Yesterday, a coalition of voting rights advocates and North Carolina citizens asked a federal judge in Winston-Salem to issue an interim order to prevent widespread disenfranchisement in the November 2016 general election before the lawsuit they filed is resolved.
Action NC, Democracy North Carolina, the A. Philip Randolph Institute, and three North Carolina voters filed a lawsuit against state officials in charge of the State Board of Elections (SBOE), the Department of Health and Human Services (DHHS), and the Division of Motor Vehicles (DMV) alleging pervasive violations of National Voter Registration Act of 1993 (NVRA) by DHHS and the DMV. The plaintiffs in the lawsuit are represented by Morrison & Foerster LLP, Demos, Project Vote, the Lawyers’ Committee for Civil Rights Under Law, and Southern Coalition for Social Justice.
“North Carolina’s NVRA violations are keeping eligible North Carolina citizens off the rolls, and, if uncorrected, will prevent these citizens from participating in the presidential election in November,” said Matthew D’Amore, a partner at Morrison & Foerster, which is representing the coalition pro bono. “The Board of Elections hasn’t fixed the problems raised in the complaint, and immediate action by the Court is therefore necessary to ensure that the state fulfills its obligations to provide critical voter registration opportunities to the people of North Carolina so they can vote this fall.”

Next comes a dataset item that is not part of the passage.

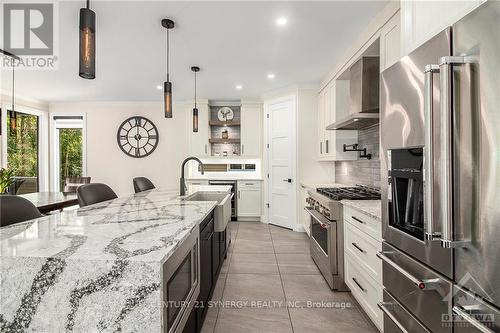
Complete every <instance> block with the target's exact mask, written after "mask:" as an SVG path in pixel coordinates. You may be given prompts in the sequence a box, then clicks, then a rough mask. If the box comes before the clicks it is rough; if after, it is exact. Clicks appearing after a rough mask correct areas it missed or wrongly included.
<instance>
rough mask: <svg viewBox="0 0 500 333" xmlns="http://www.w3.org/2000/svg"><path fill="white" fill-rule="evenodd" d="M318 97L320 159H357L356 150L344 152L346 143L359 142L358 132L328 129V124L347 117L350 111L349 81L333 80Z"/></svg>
mask: <svg viewBox="0 0 500 333" xmlns="http://www.w3.org/2000/svg"><path fill="white" fill-rule="evenodd" d="M318 98H319V100H318V137H319V144H318V149H319V159H320V160H322V161H340V160H356V159H357V155H356V153H355V152H344V144H354V143H357V142H358V132H357V131H331V130H326V126H328V125H330V124H332V123H334V122H335V121H337V120H339V119H342V118H343V117H346V116H347V115H348V113H349V81H348V80H337V81H333V82H331V83H330V84H329V85H328V86H327V87H326V88H325V89H323V90H322V91H321V92H320V94H319V97H318Z"/></svg>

In their request for a preliminary injunction, the advocates cite evidence that North Carolinians were turned away from the polls during last week’s presidential primary election, despite having attempted to register to vote at the DMV. They also point to evidence demonstrating that DHHS is systematically ignoring the NVRA’s requirements that it provides voter registration opportunities to its clients.